Radio Free Europe – sometimes known as Radio Liberty – has suggested that the city, a prominent tourism centre and important Black Sea port, is a ‘tarnished gem’ due to the large amounts of perceived political corruption.
The organisation leaned especially heavily on corruption within the construction sector, evidenced by large, unfinished building projects – with one example resembling a “huge concrete hulk thrusting itself into view from below.”
The unchecked housing development frequently violated local building codes “thanks to dubious documentation and complicit officials – and then result in major losses for investors if the projects to belly-up,” the outlet said.
Radio Free Europe a US-funded organisation with a focus on news developments in central and eastern Europe, as well as western Asia.
It has its roots in the Cold War era – originally crafted as a way to combat Soviet-style propaganda in USSR satellite states.

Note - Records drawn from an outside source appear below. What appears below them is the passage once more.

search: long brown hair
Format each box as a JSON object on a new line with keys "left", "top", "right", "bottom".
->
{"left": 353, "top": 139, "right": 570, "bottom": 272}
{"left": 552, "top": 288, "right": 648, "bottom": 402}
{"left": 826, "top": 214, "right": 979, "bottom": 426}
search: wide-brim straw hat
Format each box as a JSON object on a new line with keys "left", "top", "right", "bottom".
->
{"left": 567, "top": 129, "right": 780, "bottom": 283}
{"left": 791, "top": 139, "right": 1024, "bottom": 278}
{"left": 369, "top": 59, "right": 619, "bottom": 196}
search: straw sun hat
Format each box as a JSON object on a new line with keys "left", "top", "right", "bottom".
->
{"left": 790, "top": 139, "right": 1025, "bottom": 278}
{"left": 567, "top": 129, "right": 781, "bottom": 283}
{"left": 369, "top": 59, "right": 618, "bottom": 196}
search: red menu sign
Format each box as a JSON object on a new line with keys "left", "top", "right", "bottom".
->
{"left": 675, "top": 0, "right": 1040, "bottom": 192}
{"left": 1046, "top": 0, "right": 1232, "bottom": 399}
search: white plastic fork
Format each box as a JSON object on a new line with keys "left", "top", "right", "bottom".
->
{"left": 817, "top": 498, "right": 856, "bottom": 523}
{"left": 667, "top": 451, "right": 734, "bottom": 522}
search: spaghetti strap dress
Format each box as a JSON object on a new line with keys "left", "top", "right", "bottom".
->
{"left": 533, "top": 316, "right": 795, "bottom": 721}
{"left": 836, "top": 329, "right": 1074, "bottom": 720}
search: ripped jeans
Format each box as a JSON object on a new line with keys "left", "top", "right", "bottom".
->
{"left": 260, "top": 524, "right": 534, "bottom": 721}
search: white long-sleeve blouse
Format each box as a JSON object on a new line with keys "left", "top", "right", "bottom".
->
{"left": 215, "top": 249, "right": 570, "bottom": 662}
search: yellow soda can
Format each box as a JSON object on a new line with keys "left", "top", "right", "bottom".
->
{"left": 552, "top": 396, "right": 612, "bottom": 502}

In more recent times, it has tended to split its focus on countering disinformation from Russian media outlets and maintaining a presence in countries with perceived democratic backsliding.
The outlet re-launched it’s Romanian, Bulgarian and Hungarian in the past two years in accordance with this policy.
Its recent take on Odessa’s troubles has linked the corruption problem with Russian influence in Ukraine as a whole.
It’s an issue which has repeatedly come to the forefront in the last decade through events like the Euromaidan protests, the Russian annexation of Crimea and the separatist actions in Eastern Ukraine which continue to this day.
According to Radio Free Europe, Odessa is a city where the wider issue of corruption in Ukraine is “particularly acute,” citing interviews with local officials and real-estate experts.
It stressed how current Ukranian President Volodymyr Zalanskiy had previously acknowledged the city as a “smuggling haven,” – alongside a local lawyer’s calculations that 76% of new apartment buildings in the city are risky investments, compared to 55% in Kiev, the capital.
Activists who spoke to the outlet have claimed that the city’s real-estate corruption stems from a collaboration between developers and crooked officials – with investors being the people generally pay the financial price.